Monday, August 03, 2009

yes, it's august

The summer has clipped along at a steady pace, and has included 1) picking Jacques up from college and getting him to Haiti 2) watching our college team travel to Haiti and welcoming them home 3) attending Annual Conference 4) writing on average two tweets per day about Psalms 5) welcoming two good friends, Ben Witherington and Peter Wallace, who have spoken at Providence 6) traveling to speak to a group of foundation executives in San Antonio in June (great people, but really, shouldn't meetings in San Antonio be in the winter?) 7) spending almost two weeks on vacation at our mountain cabin, including a rollicking July 4th 8) having meals with good friends from former churches in Greensboro and Winston-Salem in the mountains 9) having our younger daughter home for a portion of the summer (yeahh!) 10) watching more Atlanta Braves than usual (I like the transformation of the team, with trades for Church, McLouth, and now LaRoche) 11) seeing a Braves game and a Knights game 12) joining friends at our new favorite restaurant, Azteca on Independence (very reasonable and very authentic) 13) taking in a book reading by the novelist Ron Rash 14) discovering a television show that everyone in our family seems to like, In Plain Sight 15) finding a great bookstore at the Habitat ReStore on Wendover and 16) enjoying the somewhat moderate climate.

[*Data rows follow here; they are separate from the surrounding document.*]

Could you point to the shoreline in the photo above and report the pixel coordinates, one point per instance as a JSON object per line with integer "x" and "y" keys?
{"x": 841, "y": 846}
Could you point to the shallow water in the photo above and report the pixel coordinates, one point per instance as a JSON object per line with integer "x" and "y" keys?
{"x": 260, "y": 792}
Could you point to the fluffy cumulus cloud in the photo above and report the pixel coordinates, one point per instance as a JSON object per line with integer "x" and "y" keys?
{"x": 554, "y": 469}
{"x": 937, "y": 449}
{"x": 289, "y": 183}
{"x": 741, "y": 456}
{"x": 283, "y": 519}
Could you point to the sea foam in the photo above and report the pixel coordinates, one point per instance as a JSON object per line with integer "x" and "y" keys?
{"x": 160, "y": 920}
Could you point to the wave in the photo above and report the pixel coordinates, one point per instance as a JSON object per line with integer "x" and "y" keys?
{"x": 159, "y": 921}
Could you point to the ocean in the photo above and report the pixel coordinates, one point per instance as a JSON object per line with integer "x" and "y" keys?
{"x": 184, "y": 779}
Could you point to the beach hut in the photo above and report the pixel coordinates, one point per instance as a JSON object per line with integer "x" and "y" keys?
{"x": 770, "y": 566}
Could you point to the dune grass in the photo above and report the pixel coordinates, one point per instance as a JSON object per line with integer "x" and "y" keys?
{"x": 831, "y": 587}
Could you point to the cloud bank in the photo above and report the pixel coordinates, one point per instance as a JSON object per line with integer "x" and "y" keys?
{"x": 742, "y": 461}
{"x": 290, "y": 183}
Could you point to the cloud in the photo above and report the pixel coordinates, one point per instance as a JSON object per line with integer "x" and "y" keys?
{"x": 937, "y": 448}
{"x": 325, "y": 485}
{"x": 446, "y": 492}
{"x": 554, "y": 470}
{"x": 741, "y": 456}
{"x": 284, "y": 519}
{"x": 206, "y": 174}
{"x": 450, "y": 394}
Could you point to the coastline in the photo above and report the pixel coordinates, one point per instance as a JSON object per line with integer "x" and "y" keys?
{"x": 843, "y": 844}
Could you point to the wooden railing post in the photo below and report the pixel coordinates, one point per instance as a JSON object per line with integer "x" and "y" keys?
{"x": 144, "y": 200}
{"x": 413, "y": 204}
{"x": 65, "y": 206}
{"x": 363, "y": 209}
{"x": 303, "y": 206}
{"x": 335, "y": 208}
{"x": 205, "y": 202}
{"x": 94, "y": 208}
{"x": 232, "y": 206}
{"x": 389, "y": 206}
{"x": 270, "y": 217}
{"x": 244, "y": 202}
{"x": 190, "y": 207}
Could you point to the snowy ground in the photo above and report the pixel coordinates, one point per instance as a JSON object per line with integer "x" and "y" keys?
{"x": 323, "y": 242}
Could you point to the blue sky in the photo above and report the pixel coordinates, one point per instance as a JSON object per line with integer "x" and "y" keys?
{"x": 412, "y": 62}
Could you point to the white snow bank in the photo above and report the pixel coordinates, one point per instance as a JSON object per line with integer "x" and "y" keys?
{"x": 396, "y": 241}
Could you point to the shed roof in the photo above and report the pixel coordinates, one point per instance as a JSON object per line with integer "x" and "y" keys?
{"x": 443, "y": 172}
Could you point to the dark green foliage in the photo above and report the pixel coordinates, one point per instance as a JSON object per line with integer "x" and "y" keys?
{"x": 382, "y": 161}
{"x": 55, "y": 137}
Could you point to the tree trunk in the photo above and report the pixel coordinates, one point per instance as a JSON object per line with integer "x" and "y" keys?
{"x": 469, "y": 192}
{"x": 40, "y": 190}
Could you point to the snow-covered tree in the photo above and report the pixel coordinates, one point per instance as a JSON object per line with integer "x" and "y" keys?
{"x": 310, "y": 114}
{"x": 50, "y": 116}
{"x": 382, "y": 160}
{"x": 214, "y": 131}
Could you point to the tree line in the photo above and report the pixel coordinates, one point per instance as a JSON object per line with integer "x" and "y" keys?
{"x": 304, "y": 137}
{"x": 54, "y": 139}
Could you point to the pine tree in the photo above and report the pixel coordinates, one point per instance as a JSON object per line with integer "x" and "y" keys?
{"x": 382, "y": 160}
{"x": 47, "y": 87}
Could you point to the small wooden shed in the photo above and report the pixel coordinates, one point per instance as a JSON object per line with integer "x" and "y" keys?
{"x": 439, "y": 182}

On the church side, there have been some really good moments: welcoming a number of the Joy Class (adult developmentally disabled) into formal membership; 100% Chance of Rain by the children; watching one of our young adults take off to give a year of service in the Dominican Republic; listening to one of our college students sing a beautiful solo in worship; talking with one of our youth who was departing for Westminster Choir College camp; full gatherings in the chapel and the charter annex for the teaching sessions on the psalms; serving 100 on a Wednesday night at St John's, most of them children; a container load of food being sent to the School of Mercy in Haiti; a girl born to one of our associate pastors; working through familiar psalms in the sermons---23, 51, 121, 137; ongoing visits with a couple fighting a chronic illness; a lobster dinner with good friends.

The summer has been good and full, and one senses that it is coming soon to an end.